Because unless you are employed by WotC, you don't write for Dungeon's and Dragons...

Oh please. Of course I do. D&D is a game, not a company. I can't say "I write for Wizards of the Coast" but since I write material with which people use to play D&D then I think my statement is justified. Let it go people and stick to the matter at hand.
 


I'd personally tell her, " look lady, if you are going to inquire as to peoples personal lives, then deride them for it, stay in your glass house and send your illegitimate son out to get your clap medicine "

Just my opinion

I used to have friends who thought gaming was weird, and that must make me a geek ( which I am ) or gay ( until they met my girlfriend ). yet these same people did coke, cheated on thier women and flunked out of school.....Hooray for the wading part of the gene pool...don't forget to wear your water-wings....it's deep in some places
 

CarlZog said:
I've found that for a lot of people, "take on the part of a character" equates with dressing up and running around. Many I meet think D&D is the same as LARPing. Getting over that hump is the first challenge.

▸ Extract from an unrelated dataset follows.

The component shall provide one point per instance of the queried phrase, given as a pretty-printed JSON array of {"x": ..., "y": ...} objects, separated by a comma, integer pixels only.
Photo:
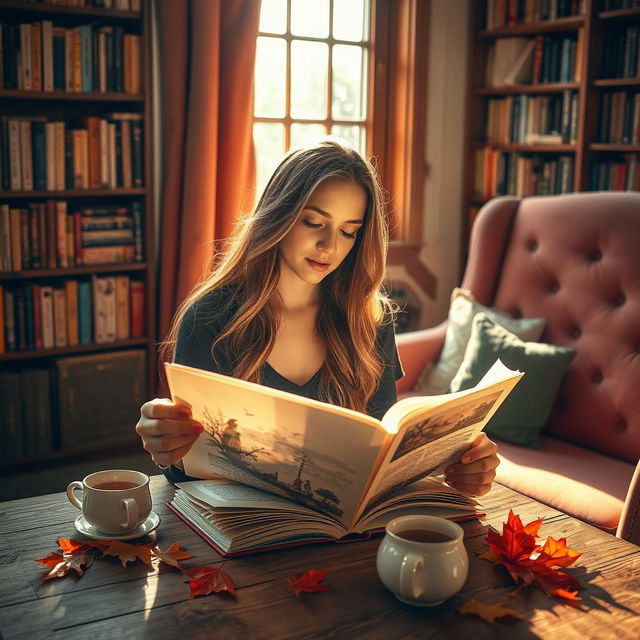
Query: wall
[{"x": 447, "y": 77}]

I've seen that sometimes, too. It's usually the next part of the conversation, if it continues.

CarlZog said:
I usually compare it to games most people know and understand. "It's no different than pretending to be a detective or real estate developer in games like Clue and Monopoly, only a lot more detailed. You play it sitting at a table; you decide what you want to do; and the rules tell you what happens."

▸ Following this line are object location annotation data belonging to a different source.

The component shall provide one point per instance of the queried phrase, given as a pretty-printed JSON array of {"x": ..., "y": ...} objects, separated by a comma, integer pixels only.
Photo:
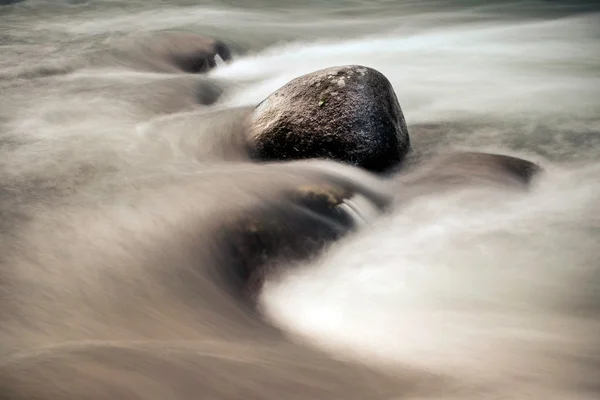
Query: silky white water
[{"x": 493, "y": 286}]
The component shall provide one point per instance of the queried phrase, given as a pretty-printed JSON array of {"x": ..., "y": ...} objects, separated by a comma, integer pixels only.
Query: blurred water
[{"x": 454, "y": 281}]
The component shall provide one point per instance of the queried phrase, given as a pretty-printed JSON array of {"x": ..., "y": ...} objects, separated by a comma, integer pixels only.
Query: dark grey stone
[{"x": 348, "y": 113}]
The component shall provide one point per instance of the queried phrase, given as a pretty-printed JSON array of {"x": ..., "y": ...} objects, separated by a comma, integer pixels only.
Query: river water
[{"x": 492, "y": 286}]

That's a good way to explain it further.
 

Oh please. Of course I do. D&D is a game, not a company.....

Do your books have the Dungeons and Dragons logo on the cover? Will your advertising say "Dungeon's and Dragons?"

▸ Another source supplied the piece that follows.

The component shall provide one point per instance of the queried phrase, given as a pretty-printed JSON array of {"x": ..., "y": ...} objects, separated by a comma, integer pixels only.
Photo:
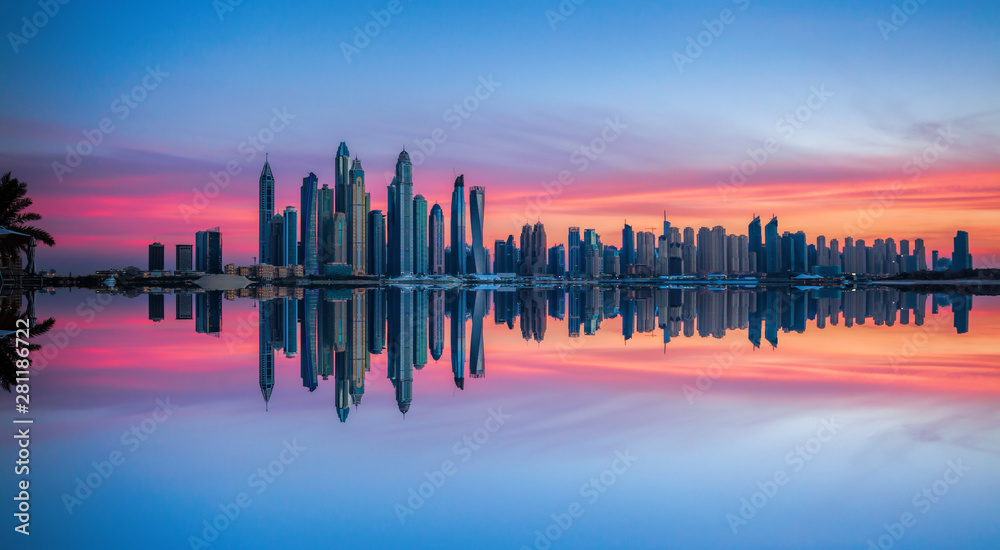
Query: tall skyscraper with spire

No. In fact you are prohibited from doing both of those things.

why?

Because you don't write Dungeons and Dragons.

Furthermore, boiling d20 publishing down to "Dungeons and Dragons" is inaccurate and sells the whole industry short. Not to mention the stigma, which, I believe is your point.
 

Napftor said:
Oh please. Of course I do. D&D is a game, not a company. I can't say "I write for Wizards of the Coast" but since I write material with which people use to play D&D then I think my statement is justified. Let it go people and stick to the matter at hand.

I honestly thought you might have, at some point, and maybe I didn't know you did. Technically (legally), I suppose, you probably shouldn't say you write for D&D unless you write for a company that can put the D&D logo on the cover. Aside from WotC, I guess that would extend to Kenzer and Paizo publications, at this point.

My point, at this point, really, is just that if something isn't accurate, and it starts off with a stigma anyway, why not be accurate and speak in more general terms to which folks could more easily, socially acclimate? I think sometimes things become conflicts that could be avoided if people wewre more specific.
 

Teflon Billy was recruited to our ranks thanks to this kind of small town prejudice. He grew up in a Bible Belt town where the newspapers and local religious leaders routinely declared that D&D cause you to worship Satan and kill people. So, with no other information to go on, he immediately became a gamer.

Well, just feel glad that we gamers are part of an invisible minority, for the most part. Think of all the irrational prejudice that is directed at people in visible minorities all the time.